As Imperial prepares to formally withdraw, exercising its own degree-awarding powers in the process, more doubt has surrounded the competence of the university in itself and its viability and desirability in the future. Colleges have long complained about the federal university's bureaucracy, particularly those more under its direct influence.
UL is now entering what may be its last chance for survival. A consultation process, started in 2005, has begun circulating new proposals which reduce the size of various committees and decimate the bureaucracy. From 2008, more power will be handed to the colleges, giving a true federal structure rather than one of part dominance, particularly over finances.
Changes in UL come as the University of London Union has been critical of the institution whose students it represents, due to ULs aggressive attempts to make it a department. Having spent tens of millions of pounds on rewiring Senate House, there are suggestions that the university would like to make a quick buck by selling or leasing ULU's buildings and operations. After much legal advice has been thrown around, UL has grudgingly accepted that a students' union cannot become a department, but the relationship with ULU is badly damaged.

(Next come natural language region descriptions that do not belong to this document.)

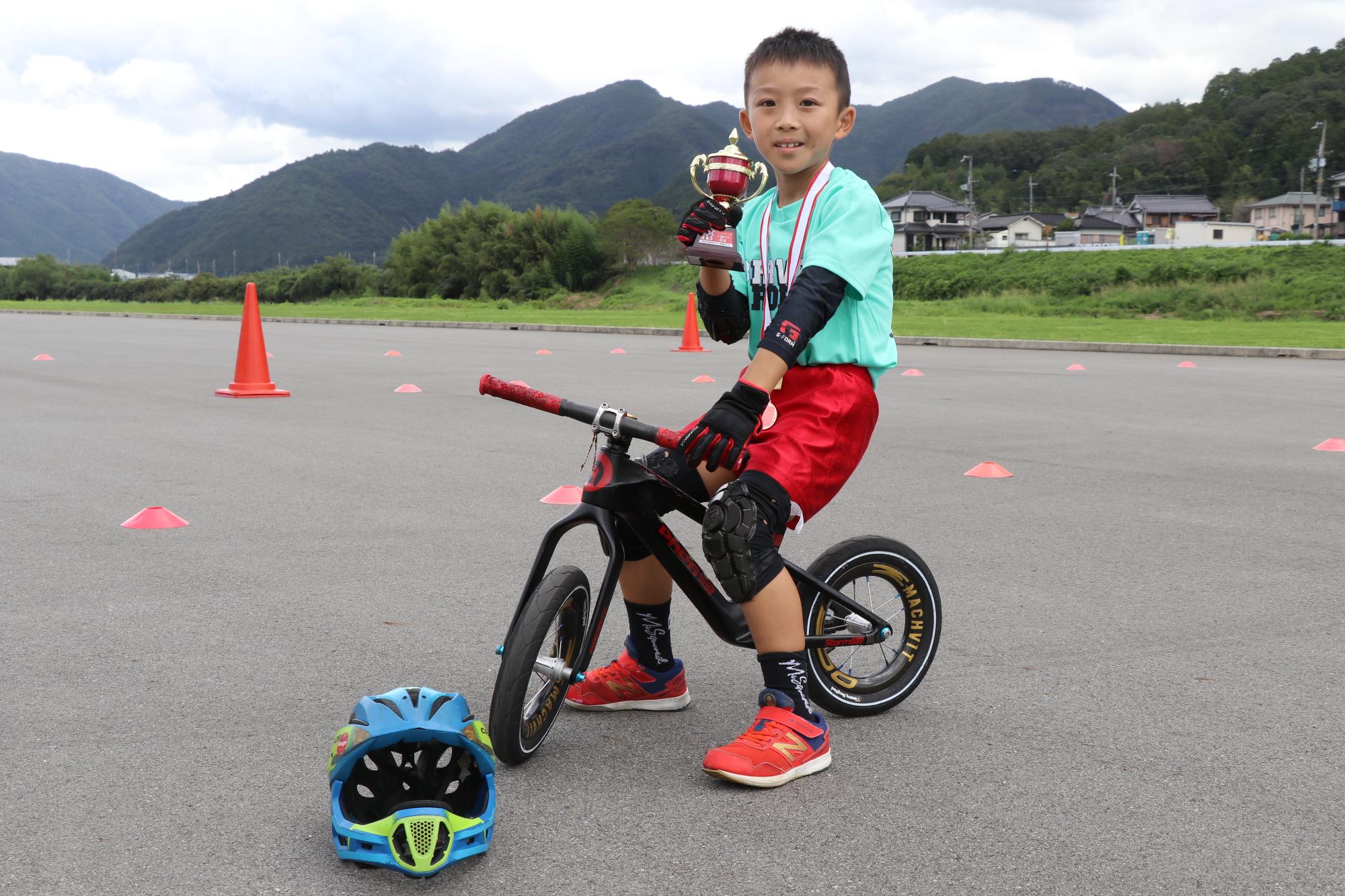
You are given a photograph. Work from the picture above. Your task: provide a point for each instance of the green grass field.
(1190, 296)
(911, 319)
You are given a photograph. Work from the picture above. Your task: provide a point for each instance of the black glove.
(727, 428)
(704, 216)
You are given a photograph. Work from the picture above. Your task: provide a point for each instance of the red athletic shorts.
(827, 417)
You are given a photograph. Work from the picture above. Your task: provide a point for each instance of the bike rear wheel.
(894, 581)
(549, 631)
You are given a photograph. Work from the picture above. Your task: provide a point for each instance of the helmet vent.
(391, 705)
(423, 834)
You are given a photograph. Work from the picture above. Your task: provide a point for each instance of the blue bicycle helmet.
(412, 782)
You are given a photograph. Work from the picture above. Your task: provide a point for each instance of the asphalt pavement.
(1140, 685)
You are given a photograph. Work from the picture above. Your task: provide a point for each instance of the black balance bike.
(871, 606)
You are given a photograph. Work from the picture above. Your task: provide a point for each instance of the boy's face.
(794, 115)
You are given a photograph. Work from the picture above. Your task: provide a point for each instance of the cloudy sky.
(192, 103)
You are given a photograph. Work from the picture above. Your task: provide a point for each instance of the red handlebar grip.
(521, 395)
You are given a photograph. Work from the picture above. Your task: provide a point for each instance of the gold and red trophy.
(728, 174)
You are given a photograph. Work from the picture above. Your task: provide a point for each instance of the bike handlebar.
(609, 420)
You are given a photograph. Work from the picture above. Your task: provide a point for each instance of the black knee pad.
(677, 469)
(742, 534)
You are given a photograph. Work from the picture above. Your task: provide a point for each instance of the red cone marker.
(564, 495)
(691, 329)
(988, 470)
(252, 376)
(155, 518)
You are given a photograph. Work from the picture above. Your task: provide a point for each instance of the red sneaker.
(777, 748)
(625, 684)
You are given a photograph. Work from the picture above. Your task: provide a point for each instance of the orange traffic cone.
(252, 377)
(691, 330)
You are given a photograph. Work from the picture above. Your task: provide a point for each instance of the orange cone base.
(988, 470)
(564, 495)
(254, 391)
(155, 518)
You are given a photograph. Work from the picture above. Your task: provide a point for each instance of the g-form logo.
(601, 475)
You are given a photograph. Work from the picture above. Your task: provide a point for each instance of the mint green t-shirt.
(851, 236)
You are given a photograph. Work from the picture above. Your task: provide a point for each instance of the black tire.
(525, 704)
(909, 588)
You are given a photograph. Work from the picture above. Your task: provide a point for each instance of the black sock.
(650, 634)
(789, 673)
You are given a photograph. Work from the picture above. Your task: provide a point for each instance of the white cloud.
(194, 106)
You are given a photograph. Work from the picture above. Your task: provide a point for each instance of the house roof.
(1168, 202)
(926, 200)
(1124, 218)
(1003, 222)
(1098, 222)
(1289, 200)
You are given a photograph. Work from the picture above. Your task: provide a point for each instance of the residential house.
(1338, 190)
(927, 221)
(1196, 232)
(1098, 231)
(1022, 229)
(1164, 210)
(1129, 222)
(1280, 214)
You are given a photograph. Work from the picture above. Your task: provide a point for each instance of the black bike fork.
(606, 522)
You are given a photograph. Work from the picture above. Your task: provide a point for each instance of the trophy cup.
(728, 174)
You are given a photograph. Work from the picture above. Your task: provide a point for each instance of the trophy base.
(716, 249)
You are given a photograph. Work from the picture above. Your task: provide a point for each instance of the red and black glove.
(704, 216)
(724, 432)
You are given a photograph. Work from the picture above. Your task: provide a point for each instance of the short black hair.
(794, 46)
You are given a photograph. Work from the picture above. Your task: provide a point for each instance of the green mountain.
(68, 210)
(590, 153)
(1249, 138)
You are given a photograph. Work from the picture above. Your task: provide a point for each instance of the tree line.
(1247, 139)
(466, 252)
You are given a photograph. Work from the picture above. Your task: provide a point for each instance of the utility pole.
(1299, 218)
(1321, 170)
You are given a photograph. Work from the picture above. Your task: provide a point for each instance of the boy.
(817, 307)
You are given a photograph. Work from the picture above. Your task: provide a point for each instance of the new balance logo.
(623, 688)
(792, 747)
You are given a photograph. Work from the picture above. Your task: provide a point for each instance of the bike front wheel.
(547, 638)
(895, 583)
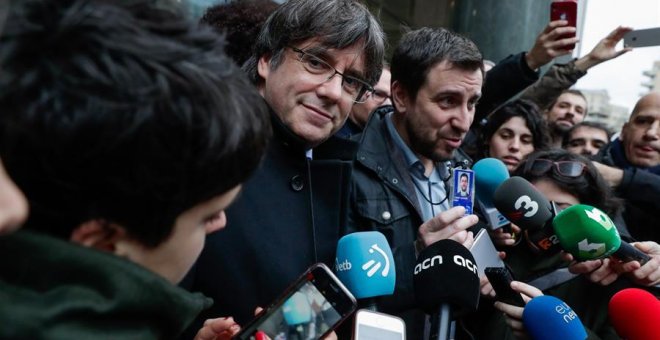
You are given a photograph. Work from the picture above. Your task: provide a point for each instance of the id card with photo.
(462, 193)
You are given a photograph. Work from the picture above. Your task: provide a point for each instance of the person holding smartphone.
(129, 138)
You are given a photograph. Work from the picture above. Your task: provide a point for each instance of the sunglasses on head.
(569, 169)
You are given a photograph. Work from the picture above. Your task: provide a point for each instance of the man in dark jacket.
(631, 165)
(401, 179)
(313, 60)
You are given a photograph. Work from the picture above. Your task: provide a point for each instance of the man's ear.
(98, 234)
(399, 97)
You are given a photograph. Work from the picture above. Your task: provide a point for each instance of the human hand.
(513, 314)
(218, 329)
(547, 45)
(450, 224)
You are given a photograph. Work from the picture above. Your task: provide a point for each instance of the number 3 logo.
(528, 205)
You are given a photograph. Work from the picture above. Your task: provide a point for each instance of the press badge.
(462, 193)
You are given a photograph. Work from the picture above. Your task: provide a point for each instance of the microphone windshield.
(635, 314)
(489, 173)
(586, 232)
(446, 272)
(548, 318)
(365, 264)
(522, 204)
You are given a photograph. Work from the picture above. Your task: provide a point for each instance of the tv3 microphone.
(588, 234)
(365, 265)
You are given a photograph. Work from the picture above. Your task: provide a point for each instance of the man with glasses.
(379, 97)
(313, 61)
(401, 179)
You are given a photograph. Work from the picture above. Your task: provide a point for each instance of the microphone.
(489, 173)
(547, 318)
(365, 265)
(635, 314)
(523, 205)
(588, 233)
(446, 282)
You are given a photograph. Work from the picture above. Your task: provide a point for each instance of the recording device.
(548, 318)
(500, 278)
(315, 304)
(565, 10)
(484, 252)
(489, 174)
(635, 314)
(370, 325)
(365, 265)
(446, 283)
(642, 38)
(588, 233)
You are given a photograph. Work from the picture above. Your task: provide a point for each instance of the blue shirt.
(428, 189)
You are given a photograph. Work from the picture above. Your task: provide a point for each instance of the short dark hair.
(241, 22)
(133, 115)
(594, 125)
(335, 23)
(420, 50)
(571, 91)
(524, 109)
(590, 188)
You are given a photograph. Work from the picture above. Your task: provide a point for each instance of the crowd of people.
(131, 135)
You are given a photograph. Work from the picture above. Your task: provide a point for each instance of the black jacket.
(286, 218)
(383, 198)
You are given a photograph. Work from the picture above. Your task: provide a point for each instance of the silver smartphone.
(642, 38)
(484, 252)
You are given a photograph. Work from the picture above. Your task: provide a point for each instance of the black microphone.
(523, 205)
(446, 284)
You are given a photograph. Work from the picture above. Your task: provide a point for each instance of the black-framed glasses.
(571, 169)
(354, 87)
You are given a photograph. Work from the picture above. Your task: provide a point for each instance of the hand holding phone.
(370, 325)
(312, 307)
(500, 279)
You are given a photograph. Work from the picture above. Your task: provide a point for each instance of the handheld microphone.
(635, 314)
(489, 173)
(523, 205)
(445, 282)
(548, 318)
(588, 234)
(365, 265)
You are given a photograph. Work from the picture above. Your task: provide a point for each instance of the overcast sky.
(621, 77)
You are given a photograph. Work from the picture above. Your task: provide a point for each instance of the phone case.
(500, 279)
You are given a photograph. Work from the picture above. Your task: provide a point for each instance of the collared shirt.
(431, 193)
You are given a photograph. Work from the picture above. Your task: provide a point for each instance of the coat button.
(297, 183)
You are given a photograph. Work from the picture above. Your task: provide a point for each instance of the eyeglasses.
(569, 169)
(353, 87)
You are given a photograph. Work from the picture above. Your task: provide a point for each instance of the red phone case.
(565, 10)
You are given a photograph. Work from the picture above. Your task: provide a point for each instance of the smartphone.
(500, 278)
(484, 252)
(370, 325)
(565, 10)
(642, 38)
(314, 305)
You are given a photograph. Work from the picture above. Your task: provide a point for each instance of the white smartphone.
(370, 325)
(642, 38)
(484, 252)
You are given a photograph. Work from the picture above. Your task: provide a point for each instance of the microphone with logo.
(489, 174)
(446, 284)
(523, 205)
(635, 314)
(548, 318)
(365, 265)
(588, 234)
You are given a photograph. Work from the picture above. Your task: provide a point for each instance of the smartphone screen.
(310, 308)
(370, 325)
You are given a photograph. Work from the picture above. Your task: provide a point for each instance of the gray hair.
(335, 23)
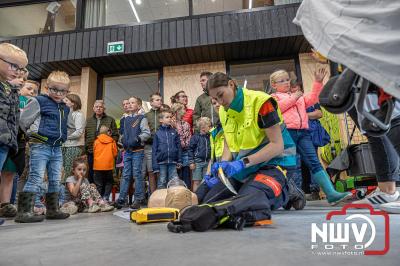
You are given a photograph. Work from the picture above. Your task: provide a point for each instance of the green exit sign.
(115, 47)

ULU, like UL, is also seen as a dinosaur in need of reform. Its structures are seen as impenetrable to many and this year's ULU President Vicki Slater has started the process of reform, whilst fighting off the university at the same time. Next year's ULU President Jennifer Huseman was elected in part because of her reformist view, so the reformation of the dinosaur looks set to continue.
If it can reform, threats to ULU still remain. Rumours suggest that UL has been actively encouraging colleges to withdraw their support for it, in an attempt to undermine and close down an organisation which has assets ripe for stripping. Huseman is a fan of "direct action" (protests, occupations etc), so UL could yet find protestors at its doors demanding a better attitude.
Yet concerns have been raised that Huseman could be the death of ULU, with her promises to "work comprehensively with the anti-war movement". As ethical as an anti-war movement may seem, a perception by the UL colleges that their money is being squandered on activities not directly affecting students could undermine the union at the very time when it needs to show itself delivering real changes for real students, whilst providing value for money. Without the support of the London colleges, ULU faces as an uncertain future.
Huseman describes herself as a "disabled, mature, international student of mixed ethnic & cultural background" - almost every minority interest group going. This may all be so, however what seems like political box-ticking will make little difference to the very real threats ULU will need to meet head on, when faced with an institution which seems increasingly keen to take it out. Her experience includes a great deal of activism, in the areas of student rights, the environment and (helpfully for reform) governance. Fighting off a marauding beast determined to gut you for your disastrous financial situation is a different proposition altogether.
Both the University of London and its union are undergoing reforms, with the aim of cutting through the bureaucracy and streamlining the organisations. An increasingly aggressive university seems keen on ridding itself of ULU one way or another, while at the same time taking heat from those who believe the university itself has outlived its usefulness.
UL(U) is a sorry state indeed, with the balance of power in Bloomsbury looking to radically alter over the next 5 to 10 years.